In [7]:
import pandas as pd
import numpy as np
from sklearn.linear_model import LinearRegression

# Importing dataset
weapons = pd.read_csv('cleaned dataset with categories.csv')

#weapons.loc[weapons['category'] == 'none']

## Weapon category indicator inputs

In this cell, we show the number of induvidual weapons that belong to each weapon category.

In [8]:
# Calculating the number of weapons in each category
weapons.groupby("category")["category"].count()

category
heavy     1089
knife     2513
pistol    2123
rifle     2348
smg       1457
Name: category, dtype: int64

Next, we create indicator (dummy) variables for each weapon based on that weapon's membership in a specific category.

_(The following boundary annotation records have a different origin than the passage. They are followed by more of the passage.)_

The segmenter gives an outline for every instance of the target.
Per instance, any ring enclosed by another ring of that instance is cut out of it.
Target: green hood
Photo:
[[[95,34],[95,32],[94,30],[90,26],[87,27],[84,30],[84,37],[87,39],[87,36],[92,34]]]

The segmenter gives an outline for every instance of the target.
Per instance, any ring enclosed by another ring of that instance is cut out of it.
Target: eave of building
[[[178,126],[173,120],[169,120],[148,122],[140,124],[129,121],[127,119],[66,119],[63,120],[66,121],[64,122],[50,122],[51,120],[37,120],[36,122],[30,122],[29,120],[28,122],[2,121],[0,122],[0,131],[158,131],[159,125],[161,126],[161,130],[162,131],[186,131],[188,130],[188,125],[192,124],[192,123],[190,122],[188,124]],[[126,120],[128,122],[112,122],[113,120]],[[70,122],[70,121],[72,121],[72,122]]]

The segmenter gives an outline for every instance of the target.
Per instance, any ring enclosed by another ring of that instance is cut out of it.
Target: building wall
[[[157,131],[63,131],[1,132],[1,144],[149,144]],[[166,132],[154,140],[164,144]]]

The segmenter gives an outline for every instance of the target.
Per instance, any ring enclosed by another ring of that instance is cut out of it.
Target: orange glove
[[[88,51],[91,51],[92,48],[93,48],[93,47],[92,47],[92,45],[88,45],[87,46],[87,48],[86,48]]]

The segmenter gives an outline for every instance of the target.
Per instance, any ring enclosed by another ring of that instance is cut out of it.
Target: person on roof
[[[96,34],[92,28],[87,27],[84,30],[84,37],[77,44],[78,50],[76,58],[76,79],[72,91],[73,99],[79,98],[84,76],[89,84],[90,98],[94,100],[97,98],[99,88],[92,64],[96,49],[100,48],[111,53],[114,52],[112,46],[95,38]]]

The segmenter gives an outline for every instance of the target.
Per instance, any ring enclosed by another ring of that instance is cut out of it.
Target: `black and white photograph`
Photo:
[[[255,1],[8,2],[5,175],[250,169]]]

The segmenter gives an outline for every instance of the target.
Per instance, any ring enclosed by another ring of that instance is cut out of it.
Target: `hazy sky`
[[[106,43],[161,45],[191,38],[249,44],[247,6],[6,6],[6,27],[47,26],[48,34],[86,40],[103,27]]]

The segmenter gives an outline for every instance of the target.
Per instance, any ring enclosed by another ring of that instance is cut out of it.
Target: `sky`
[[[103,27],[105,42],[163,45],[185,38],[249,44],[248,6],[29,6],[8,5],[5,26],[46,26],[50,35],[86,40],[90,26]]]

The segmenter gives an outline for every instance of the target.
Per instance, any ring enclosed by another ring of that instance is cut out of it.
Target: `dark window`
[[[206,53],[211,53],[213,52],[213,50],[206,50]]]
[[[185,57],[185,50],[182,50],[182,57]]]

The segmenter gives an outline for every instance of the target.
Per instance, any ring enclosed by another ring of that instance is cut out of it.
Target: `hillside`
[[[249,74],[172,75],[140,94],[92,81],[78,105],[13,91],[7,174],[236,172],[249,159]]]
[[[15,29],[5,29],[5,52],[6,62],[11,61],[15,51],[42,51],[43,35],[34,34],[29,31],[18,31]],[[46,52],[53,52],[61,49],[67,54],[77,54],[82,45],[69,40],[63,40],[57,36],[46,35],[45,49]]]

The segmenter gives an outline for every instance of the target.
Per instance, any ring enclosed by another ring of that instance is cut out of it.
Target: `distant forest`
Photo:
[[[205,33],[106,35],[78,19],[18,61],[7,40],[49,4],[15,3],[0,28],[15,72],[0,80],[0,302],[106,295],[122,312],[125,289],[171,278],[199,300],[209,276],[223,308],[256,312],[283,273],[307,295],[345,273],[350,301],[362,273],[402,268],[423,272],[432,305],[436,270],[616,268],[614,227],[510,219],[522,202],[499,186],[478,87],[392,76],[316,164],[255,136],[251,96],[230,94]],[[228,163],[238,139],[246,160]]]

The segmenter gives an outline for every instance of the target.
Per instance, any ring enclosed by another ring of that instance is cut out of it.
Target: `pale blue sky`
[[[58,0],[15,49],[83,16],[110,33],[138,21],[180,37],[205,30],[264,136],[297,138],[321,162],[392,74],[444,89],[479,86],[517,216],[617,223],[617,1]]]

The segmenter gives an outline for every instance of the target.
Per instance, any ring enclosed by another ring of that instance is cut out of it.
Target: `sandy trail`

We will use these dummy variables to create linear regressions later on. 

In [9]:
# Creating dummy variables for weapon category
category_dummies = pd.get_dummies(weapons["category"])
category_dummies.head()


Unnamed: 0,heavy,knife,pistol,rifle,smg
0,0,0,0,1,0
1,0,0,0,1,0
2,0,0,0,1,0
3,0,0,0,1,0
4,0,0,0,1,0


In the cell below, we create a linear regression for each category of weapon and display its slope to see the relationship between a weapon's category and its price. 

In [27]:
# Calculating linear regression for each column in category_dummies
heavies = category_dummies['heavy']
knives = category_dummies['knife']
pistols = category_dummies['pistol']
rifles = category_dummies['rifle']
smgs = category_dummies['smg']

# Creating linear regression models
heavy_model = LinearRegression().fit(np.array(heavies).reshape(-1,1), weapons['price'])
knife_model = LinearRegression().fit(np.array(knives).reshape(-1,1), weapons['price'])
pistol_model = LinearRegression().fit(np.array(pistols).reshape(-1,1), weapons['price'])
rifle_model = LinearRegression().fit(np.array(rifles).reshape(-1,1), weapons['price'])
smg_model = LinearRegression().fit(np.array(smgs).reshape(-1,1), weapons['price'])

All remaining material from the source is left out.